Дети капитана Гранта Верн Жюль
– Вот это хорошо сказано, сударыня.
– Поверьте мне: повинуйтесь, как это сделали мы, воле случая, или, вернее, воле провидения. Оно послало нам этот документ, мы двинулись в путь. Провидение привело вас на борт «Дункана», не покидайте же яхту.
– Сказать вам, друзья мои, что я думаю? – спросил Паганель. – Мне кажется, что всем вам очень хочется, чтобы я остался.
– Вам самому, Паганель, смертельно хочется остаться, – заявил Гленарван.
– Верно! – воскликнул ученый-географ. – Но я боялся быть навязчивым.
Глава девятая. Пролив Магеллана
Все на яхте обрадовались, узнав о решении Паганеля. Юный Роберт с такой пылкостью бросился ему на шею, что почтенный секретарь Географического общества едва удержался на ногах.
– Бойкий мальчуган! – сказал Паганель. – Я обучу его географии.
А так как Джон Манглс решил сделать из Роберта моряка, Гленарван – человека мужественного, майор – хладнокровного, леди Элен – доброго и великодушного, а Мери Грант – благодарного к таким учителям, то, очевидно, юному Гранту предстояло стать незаурядным человеком.

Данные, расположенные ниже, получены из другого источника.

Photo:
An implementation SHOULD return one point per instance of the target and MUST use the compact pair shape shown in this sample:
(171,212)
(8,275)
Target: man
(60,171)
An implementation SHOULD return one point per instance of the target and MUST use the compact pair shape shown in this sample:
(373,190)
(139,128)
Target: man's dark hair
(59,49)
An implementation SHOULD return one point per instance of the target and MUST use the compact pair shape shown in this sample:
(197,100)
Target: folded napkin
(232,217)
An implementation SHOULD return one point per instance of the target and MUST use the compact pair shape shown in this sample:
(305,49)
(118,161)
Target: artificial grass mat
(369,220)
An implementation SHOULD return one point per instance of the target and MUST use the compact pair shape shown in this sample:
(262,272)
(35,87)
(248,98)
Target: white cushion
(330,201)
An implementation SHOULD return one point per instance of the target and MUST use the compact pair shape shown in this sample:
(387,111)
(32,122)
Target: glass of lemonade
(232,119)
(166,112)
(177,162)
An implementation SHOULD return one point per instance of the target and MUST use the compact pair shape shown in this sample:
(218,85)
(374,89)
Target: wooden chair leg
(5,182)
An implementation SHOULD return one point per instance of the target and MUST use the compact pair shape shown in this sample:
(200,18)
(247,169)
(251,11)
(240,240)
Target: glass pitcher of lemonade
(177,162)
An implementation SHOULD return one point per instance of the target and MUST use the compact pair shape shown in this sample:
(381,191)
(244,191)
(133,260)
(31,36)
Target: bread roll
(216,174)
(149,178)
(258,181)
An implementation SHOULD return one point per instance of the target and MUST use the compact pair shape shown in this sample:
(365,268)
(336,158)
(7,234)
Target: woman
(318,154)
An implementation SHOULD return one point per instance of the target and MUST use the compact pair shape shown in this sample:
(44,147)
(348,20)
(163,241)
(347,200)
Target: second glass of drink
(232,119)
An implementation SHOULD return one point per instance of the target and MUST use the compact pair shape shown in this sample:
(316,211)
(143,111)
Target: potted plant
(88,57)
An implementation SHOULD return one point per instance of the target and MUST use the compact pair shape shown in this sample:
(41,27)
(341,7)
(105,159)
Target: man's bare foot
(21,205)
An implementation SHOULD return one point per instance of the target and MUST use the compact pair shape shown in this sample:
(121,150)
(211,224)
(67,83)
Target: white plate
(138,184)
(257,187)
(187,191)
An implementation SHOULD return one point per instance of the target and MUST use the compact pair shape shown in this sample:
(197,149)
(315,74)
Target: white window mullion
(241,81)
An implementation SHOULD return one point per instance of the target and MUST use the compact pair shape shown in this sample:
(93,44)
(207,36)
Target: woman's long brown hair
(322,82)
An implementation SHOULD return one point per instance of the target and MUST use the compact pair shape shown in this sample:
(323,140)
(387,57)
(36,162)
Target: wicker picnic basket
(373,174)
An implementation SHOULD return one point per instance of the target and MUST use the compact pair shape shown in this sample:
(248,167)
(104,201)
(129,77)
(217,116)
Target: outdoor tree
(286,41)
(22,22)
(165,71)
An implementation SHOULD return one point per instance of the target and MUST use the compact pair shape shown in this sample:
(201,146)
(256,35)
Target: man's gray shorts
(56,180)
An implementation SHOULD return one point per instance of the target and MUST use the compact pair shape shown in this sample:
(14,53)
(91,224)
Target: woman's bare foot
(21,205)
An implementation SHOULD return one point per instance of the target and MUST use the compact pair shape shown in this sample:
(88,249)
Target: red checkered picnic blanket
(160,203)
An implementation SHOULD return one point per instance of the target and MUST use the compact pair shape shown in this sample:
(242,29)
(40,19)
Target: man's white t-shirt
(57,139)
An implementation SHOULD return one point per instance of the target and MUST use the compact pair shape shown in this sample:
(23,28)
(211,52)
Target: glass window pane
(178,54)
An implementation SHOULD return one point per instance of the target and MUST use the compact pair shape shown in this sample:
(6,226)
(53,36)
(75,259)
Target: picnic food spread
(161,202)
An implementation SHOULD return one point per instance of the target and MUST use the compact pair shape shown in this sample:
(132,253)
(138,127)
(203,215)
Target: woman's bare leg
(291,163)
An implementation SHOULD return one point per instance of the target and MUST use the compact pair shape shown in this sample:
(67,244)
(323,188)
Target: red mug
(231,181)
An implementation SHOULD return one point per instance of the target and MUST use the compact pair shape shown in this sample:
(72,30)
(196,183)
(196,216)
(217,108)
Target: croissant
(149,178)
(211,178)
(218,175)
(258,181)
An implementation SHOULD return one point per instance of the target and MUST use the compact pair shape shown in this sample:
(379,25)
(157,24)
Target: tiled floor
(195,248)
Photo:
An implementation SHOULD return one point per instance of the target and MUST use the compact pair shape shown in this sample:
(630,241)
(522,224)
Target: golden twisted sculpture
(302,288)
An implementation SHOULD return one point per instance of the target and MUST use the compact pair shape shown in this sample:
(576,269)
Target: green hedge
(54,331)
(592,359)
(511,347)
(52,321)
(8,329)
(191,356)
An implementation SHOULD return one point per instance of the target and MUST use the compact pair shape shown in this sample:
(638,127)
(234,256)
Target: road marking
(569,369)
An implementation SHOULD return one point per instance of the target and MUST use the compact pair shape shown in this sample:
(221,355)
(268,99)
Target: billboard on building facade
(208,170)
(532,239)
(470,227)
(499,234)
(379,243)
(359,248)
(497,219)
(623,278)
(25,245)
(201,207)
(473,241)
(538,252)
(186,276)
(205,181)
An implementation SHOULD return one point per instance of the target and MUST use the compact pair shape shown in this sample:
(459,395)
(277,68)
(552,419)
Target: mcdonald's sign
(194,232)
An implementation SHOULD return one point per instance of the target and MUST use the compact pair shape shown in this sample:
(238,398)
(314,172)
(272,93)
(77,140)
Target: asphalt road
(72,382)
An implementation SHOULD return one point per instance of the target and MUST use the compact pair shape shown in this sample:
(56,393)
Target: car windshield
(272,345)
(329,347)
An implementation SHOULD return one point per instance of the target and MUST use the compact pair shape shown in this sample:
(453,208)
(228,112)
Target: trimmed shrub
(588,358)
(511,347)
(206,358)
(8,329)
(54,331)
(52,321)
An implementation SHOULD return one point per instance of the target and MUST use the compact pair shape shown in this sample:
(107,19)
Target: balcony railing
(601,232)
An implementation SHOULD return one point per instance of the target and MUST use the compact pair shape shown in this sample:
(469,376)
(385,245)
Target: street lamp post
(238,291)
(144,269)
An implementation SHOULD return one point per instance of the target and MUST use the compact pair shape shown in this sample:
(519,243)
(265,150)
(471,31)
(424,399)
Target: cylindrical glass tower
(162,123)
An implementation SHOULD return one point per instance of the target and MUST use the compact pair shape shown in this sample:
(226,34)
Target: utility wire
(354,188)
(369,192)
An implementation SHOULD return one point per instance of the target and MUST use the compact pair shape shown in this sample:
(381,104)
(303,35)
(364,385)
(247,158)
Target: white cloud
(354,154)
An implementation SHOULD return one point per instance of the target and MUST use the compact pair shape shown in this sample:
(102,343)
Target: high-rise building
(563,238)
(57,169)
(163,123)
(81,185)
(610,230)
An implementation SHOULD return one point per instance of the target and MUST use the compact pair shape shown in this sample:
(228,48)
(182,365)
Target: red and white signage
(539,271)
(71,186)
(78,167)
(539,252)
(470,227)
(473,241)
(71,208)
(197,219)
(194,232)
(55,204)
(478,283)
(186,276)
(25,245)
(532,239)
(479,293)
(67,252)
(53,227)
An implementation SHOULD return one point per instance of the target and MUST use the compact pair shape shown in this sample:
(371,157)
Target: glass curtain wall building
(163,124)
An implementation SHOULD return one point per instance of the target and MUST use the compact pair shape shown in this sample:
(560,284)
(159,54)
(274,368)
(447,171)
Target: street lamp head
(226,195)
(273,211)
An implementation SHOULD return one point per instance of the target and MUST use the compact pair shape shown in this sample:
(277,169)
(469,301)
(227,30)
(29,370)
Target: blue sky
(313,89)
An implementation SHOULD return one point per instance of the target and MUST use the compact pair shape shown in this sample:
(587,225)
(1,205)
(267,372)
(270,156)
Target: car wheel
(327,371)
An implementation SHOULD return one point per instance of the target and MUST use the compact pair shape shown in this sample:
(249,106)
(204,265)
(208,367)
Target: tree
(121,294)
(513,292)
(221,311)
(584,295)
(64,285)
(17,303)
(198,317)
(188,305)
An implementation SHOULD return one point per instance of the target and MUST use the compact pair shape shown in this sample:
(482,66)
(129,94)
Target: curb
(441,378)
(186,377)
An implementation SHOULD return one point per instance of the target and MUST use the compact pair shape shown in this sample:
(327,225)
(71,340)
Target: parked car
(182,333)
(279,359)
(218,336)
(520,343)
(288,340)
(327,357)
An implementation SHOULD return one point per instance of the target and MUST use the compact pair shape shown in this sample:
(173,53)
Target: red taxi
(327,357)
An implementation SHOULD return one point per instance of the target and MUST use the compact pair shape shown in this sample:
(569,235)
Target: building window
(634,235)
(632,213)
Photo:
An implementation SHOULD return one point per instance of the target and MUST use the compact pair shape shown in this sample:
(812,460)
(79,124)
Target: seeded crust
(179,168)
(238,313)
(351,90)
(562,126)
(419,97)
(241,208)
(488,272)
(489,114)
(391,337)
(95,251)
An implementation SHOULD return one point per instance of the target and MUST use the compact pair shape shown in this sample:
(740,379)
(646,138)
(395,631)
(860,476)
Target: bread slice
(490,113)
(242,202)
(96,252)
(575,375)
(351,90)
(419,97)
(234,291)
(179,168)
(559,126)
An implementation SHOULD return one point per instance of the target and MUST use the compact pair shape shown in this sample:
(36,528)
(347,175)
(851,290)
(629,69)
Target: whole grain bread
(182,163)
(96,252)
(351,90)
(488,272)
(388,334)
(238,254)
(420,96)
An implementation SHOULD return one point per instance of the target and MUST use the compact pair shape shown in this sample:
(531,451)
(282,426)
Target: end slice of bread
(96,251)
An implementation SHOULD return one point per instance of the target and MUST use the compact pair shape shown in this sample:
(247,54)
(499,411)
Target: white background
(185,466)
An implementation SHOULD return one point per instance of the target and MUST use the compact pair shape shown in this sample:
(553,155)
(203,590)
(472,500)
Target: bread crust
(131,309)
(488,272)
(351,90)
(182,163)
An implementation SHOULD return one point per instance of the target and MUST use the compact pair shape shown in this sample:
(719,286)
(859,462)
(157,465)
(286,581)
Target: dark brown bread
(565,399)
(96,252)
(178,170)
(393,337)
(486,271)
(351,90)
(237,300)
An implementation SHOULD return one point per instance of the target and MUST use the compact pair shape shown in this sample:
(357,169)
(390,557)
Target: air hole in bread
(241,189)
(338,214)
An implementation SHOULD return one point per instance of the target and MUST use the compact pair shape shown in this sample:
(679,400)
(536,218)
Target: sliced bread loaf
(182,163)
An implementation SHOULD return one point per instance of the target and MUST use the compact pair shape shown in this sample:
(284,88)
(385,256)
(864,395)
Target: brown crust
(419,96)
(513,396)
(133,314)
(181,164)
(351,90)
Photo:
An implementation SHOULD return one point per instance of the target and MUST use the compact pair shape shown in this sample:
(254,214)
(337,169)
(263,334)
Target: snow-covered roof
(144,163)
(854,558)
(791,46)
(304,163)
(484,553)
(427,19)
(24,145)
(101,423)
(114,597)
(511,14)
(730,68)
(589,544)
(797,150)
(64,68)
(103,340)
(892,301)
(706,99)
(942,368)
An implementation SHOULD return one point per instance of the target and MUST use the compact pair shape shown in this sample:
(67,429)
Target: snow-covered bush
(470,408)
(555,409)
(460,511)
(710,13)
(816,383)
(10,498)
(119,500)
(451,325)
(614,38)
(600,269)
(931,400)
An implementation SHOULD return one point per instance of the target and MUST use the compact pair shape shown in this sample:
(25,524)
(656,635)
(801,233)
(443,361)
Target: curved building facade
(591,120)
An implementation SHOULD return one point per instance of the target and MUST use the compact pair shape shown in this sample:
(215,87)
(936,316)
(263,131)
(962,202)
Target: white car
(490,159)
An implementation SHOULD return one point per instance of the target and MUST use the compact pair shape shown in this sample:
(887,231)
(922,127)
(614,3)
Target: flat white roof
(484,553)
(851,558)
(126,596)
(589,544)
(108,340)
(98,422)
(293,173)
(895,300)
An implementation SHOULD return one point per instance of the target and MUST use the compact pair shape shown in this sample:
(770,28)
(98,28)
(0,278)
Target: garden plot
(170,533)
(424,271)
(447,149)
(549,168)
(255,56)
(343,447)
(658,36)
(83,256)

«Дункан», быстро закончив погрузку угля, покинул эти унылые места и, взяв курс на запад, попал в течение, проходившее близ берегов Бразилии, а 7 сентября при сильном северном ветре пересек экватор и вступил в Южное полушарие.
Итак, переход совершался благополучно. Все верили в успех экспедиции. Количество шансов найти капитана Гранта, казалось, с каждым днем возрастало. Одним из наиболее уверенных в успехе экспедиции был капитан «Дункана». Объяснялось это главным образом его горячим желанием видеть мисс Мери спокойной и счастливой. Он сильно был увлечен молодой девушкой и столь неумело скрывал свои чувства, что все, кроме него и Мери Грант, заметили это. Что касается ученого-географа, тот был самым счастливым человеком во всем Южном полушарии. Он по целым дням изучал географические карты, разложенные на столе в кают-компании, что являлось причиной ежедневных стычек с мистером Олбинетом, которому он мешал накрывать на стол. В этих спорах все были на стороне Паганеля, за исключением майора, который относился к географии с присущим ему равнодушием, особенно в часы обеда. Кроме того, натолкнувшись среди судового груза на ящики с разнообразными книгами, принадлежавшими помощнику капитана, и заметив среди них несколько томиков на испанском языке, Паганель решил изучить язык Сервантеса. Этим языком никто на яхте не владел. Знание испанского языка должно было облегчить географу изучение чилийского побережья. Благодаря способностям полиглота Паганель надеялся свободно говорить на этом новом для него языке еще до времени прихода яхты в Консепсьон, а пока он с ожесточением изучал испанский язык и беспрестанно бормотал про себя какие-то непонятные слова.
В свободное время он умудрялся заниматься с Робертом, рассказывая ему историю материка, к которому так быстро приближался «Дункан».
10 сентября яхта находилась под 5°37 широты и 31°15 долготы. Гленарван узнал некую историческую подробность, которая, по-видимому, не была известна большинству даже более образованных людей. Паганель излагал им историю Америки, и, рассказывая о великих мореплавателях, по пути которых теперь следовал «Дункан», он воскресил образ Христофора Колумба, утверждая, будто великий генуэзец умер, так и не подозревая, что открыл Новый Свет.
Слушатели громко запротестовали, но Паганель настаивал на своем.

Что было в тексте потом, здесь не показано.